En début de semaine, à l’occasion de l’annonce de partenariat entre Amazon et Les Produits du Québec, le ministre délégué à l’Économie, Christopher Skeete, avait trouvé « injuste » l’idée d’affirmer que cette initiative prouvait que Le Panier bleu avait peut-être échoué. « Le Panier bleu, c’est maintenant une entité privée, a-t-il rappelé. Ils ont leur propre stratégie de développement. L’un n’exclut pas l’autre. Il y a assez de place au Québec pour faire la promotion de tous les produits locaux. »

Où a-t-on échoué ?

Créé au début de la pandémie par le gouvernement de François Legault pour stimuler l’achat local, Le Panier bleu a essuyé de vives critiques depuis sa création. Mais qu’est-ce qui a littéralement nui à son succès ? « Je pense que c’est une question de timing et de priorité, affirme M. Guglielminetti. Au départ, l’idée était bonne. Ce qui a tardé, c’est tout le volet transactionnel. Je pense qu’il y a une fenêtre qui a été ratée à ce moment-là. Par la suite, c’est devenu une boutique comme une autre. »

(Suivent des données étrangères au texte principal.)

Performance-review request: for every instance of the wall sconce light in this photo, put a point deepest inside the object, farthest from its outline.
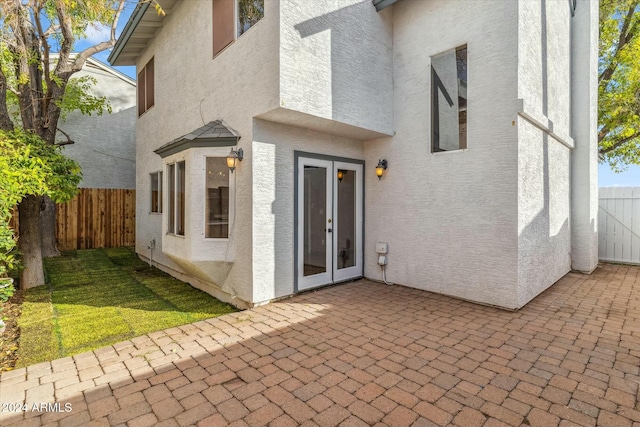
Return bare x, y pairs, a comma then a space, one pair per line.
382, 166
233, 158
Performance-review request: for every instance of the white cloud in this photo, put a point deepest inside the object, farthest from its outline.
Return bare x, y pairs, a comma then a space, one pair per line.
97, 33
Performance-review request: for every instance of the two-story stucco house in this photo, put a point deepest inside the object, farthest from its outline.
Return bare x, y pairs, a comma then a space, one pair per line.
483, 112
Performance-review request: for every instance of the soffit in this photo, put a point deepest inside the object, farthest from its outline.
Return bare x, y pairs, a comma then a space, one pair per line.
141, 27
381, 4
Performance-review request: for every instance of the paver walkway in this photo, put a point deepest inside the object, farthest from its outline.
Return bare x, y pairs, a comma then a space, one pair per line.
363, 354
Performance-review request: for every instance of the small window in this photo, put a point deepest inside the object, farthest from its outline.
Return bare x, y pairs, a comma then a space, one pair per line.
176, 183
449, 100
146, 96
232, 18
217, 198
156, 192
249, 13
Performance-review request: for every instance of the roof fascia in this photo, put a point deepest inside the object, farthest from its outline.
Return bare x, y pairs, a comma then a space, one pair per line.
128, 31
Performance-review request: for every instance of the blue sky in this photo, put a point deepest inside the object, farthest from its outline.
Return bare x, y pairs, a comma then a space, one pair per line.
606, 177
97, 35
628, 178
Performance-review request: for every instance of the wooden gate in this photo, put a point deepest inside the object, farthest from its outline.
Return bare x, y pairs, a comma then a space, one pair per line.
619, 224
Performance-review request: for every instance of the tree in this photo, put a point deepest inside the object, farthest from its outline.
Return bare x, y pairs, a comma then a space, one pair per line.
29, 166
36, 82
619, 83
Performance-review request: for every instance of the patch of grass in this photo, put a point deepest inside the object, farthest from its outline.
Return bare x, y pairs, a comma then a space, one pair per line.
38, 339
99, 297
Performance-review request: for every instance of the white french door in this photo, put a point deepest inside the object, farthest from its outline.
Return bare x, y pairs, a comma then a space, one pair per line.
329, 217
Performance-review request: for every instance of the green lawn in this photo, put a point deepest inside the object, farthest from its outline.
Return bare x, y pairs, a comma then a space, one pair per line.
99, 297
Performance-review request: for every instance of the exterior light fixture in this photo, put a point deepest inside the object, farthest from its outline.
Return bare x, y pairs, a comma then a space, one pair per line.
233, 158
382, 166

Jacques Nantel, professeur et spécialiste du commerce de détail à HEC Montréal, ajoute pour sa part que la mort du Panier bleu était « prévisible ». « C’était clair qu’on ne serait jamais capable de développer un Amazon québécois », soutient-il.

La logistique que nécessite un site transactionnel était un défi difficile à relever pour la place de marché québécoise. « Mettre ses inventaires en ligne, les rendre disponibles en temps réel, avoir un service de livraison et surtout la capacité d’agir comme maître d’œuvre : tout ça, c’est facile à dire, mais très difficile à faire. Quand tu regardes les coûts pour développer le système correctement, c’était prévisible qu’on n’était pas capable d’aller jusque-là. Impossible. »

Avec la collaboration d’Henri Ouellette-Vézina, La Presse

Le Panier bleu

Lancé en avril 2020 sous forme d’organisme à but non lucratif par le gouvernement de François Legault, Le Panier bleu est passé aux mains du privé en juin 2022 en devenant la propriété de la Plateforme Agora inc. Cette société privée, fondée en février 2021, selon le Registraire des entreprises du Québec, est constituée d’actionnaires minoritaires, dont Desjardins, le Fonds de solidarité FTQ, l’entreprise Lightspeed, qui se spécialise dans le commerce électronique, et le gouvernement du Québec (Investissement Québec). La place de marché est devenue transactionnelle il y a plus d’un an, soit en octobre 2022. La nouvelle version du site représente un investissement total de 22 millions de dollars. À titre d’OBNL, le site avait reçu 4,4 millions en subventions de la part de Québec.